The STAR trial is published in JAMA, but what does STAR show? The general conclusion is that raloxifene reduces the risk of invasive breast cancer at exactly the same rate as tamoxifen. It is well recognized that tamoxifen reduces the incidence of primary breast cancer by about 50%. In contrast, raloxifene is slightly less effective than tamoxifen at reducing the incidence of noninvasive breast cancer, but fortunately mammography can still be employed as a detection modality. The good news is that raloxifene produced fewer thromboembolic events, fewer cataracts, fewer cataract surgeries, and fewer hysterectomies than tamoxifen. There were fewer cases of uterine cancer (36 cases with tamoxifen, 23 cases with raloxifene). However, osteoporotic fractures were similar in each group, again demonstrating the SERM qualities of both medicines.
What do we make of all of this? The authors (and I am one of them) concluded that raloxifene is the winner based upon equal efficacy when compared to tamoxifen as far as invasive breast cancer is concerned, but with fewer side effects. Raloxifene has clear-cut advantages for postmenopausal women considering the chemoprevention of breast cancer as a health-care option.
About half a million women are already using raloxifene to prevent osteoporosis, but there will also be a 75% reduction in the incidence of breast cancer. There will be tens of thousands fewer breast cancers over the next decade. With the results of STAR, we can now expect (after FDA approval) raloxifene to reduce breast cancer risk in well women with an elevated risk level. But is this the best we can do?

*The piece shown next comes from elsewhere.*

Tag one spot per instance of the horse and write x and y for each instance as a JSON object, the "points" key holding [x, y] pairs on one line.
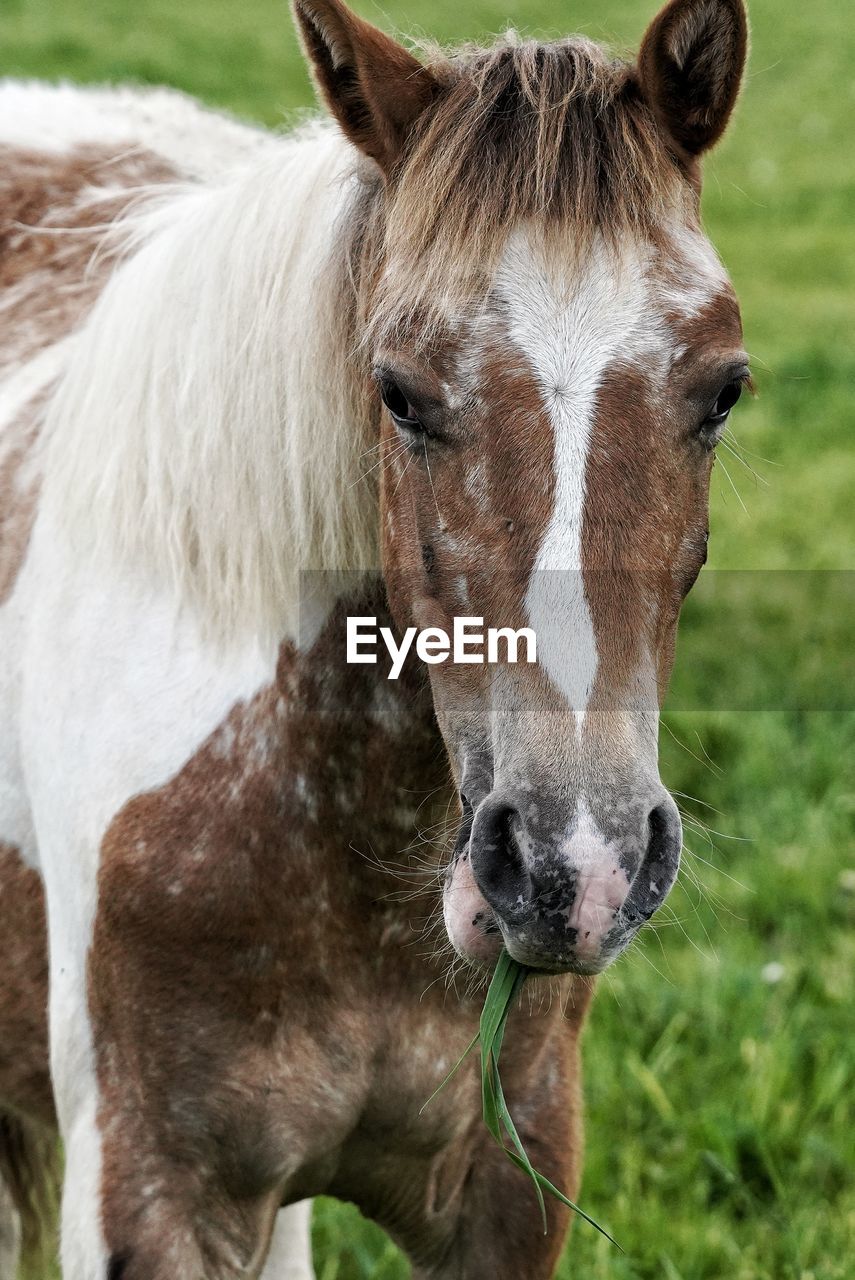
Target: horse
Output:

The fact that these agents reduce breast cancer incidence is remarkable, as neither was initially designed to do this task. However, two questions should be asked: (1) Why does raloxifene perform so well at preventing breast cancer by about 75% in women being treated for osteoporosis but only by about 50% in the women in STAR? (2) Why is raloxifene less effective than tamoxifen at controlling noninvasive breast cancer after about 3 years of treatment?

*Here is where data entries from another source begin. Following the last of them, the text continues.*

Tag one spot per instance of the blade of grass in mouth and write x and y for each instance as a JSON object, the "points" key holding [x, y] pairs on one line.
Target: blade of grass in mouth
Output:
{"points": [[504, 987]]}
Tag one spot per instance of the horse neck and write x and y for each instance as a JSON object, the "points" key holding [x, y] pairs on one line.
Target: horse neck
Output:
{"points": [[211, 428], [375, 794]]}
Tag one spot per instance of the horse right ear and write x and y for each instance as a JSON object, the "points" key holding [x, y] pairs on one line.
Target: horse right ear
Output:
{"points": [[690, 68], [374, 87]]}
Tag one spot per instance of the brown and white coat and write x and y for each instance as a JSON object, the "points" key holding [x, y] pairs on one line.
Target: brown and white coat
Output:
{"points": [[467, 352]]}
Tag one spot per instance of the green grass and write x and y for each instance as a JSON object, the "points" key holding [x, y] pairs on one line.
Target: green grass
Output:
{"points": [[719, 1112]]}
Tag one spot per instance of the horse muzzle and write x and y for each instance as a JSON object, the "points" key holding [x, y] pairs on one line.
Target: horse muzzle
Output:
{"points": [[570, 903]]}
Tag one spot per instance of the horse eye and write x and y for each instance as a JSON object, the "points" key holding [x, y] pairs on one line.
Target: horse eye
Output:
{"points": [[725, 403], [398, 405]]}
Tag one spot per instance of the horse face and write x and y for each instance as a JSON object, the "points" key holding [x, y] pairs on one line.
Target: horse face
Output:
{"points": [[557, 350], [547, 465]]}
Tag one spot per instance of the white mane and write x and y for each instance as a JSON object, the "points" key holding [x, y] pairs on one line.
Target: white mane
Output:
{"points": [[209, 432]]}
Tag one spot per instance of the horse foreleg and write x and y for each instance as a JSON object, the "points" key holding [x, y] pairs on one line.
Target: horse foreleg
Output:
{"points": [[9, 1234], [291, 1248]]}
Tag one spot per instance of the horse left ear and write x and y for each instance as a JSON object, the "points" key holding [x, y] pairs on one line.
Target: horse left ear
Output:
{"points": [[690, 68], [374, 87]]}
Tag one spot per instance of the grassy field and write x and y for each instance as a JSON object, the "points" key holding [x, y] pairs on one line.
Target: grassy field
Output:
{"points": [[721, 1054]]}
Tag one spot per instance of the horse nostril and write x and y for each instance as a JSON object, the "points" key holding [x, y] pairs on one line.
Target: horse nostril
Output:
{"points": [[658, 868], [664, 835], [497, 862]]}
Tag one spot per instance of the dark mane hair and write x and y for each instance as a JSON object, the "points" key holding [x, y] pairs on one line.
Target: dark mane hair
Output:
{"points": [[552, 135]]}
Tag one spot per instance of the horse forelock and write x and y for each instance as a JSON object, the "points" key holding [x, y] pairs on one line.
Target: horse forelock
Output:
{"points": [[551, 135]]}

I suggest that it is because the pharmacologies of tamoxifen and raloxifene are very different and compliance is critical. Tamoxifen is converted into active metabolites and is very long-acting. In contrast, raloxifene is the active drug, is poorly absorbed (2%), and is rapidly excreted. Forgetting to take raloxifene now allows estrogen to encourage the growth of any preexisting breast cancers. I would suggest that raloxifene is doing a remarkably good job in the face of the high estrogen levels in the healthy women in the STAR trial. For the future, perhaps we can do much better by using new SERMs that have long biologic half-lives to block endogenous estrogen in a woman's body "all day, every day" (with apologies to the Fox Chase Cancer Center motto).

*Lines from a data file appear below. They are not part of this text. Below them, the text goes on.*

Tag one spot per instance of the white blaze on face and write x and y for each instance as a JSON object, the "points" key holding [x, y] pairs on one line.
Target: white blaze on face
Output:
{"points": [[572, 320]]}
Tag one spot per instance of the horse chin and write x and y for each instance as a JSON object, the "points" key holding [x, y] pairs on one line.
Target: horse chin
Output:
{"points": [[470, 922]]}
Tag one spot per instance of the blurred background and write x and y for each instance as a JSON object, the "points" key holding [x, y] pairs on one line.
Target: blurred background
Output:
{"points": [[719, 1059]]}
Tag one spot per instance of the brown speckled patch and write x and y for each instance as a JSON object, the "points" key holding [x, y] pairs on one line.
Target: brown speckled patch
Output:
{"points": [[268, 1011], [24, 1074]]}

What about endometrial cancer? There are lower numbers of endometrial cancer in women taking raloxifene, but it can be argued that women taking tamoxifen have higher numbers of hysterectomies (244 for tamoxifen and 111 for raloxifene) and hence the numbers for tamoxifen could be higher than reported. Naturally, the same women have uterine pathology reports so this explanation is easy to check, but the number of hysterectomies should be much higher to increase the number of endometrial cancers with tamoxifen.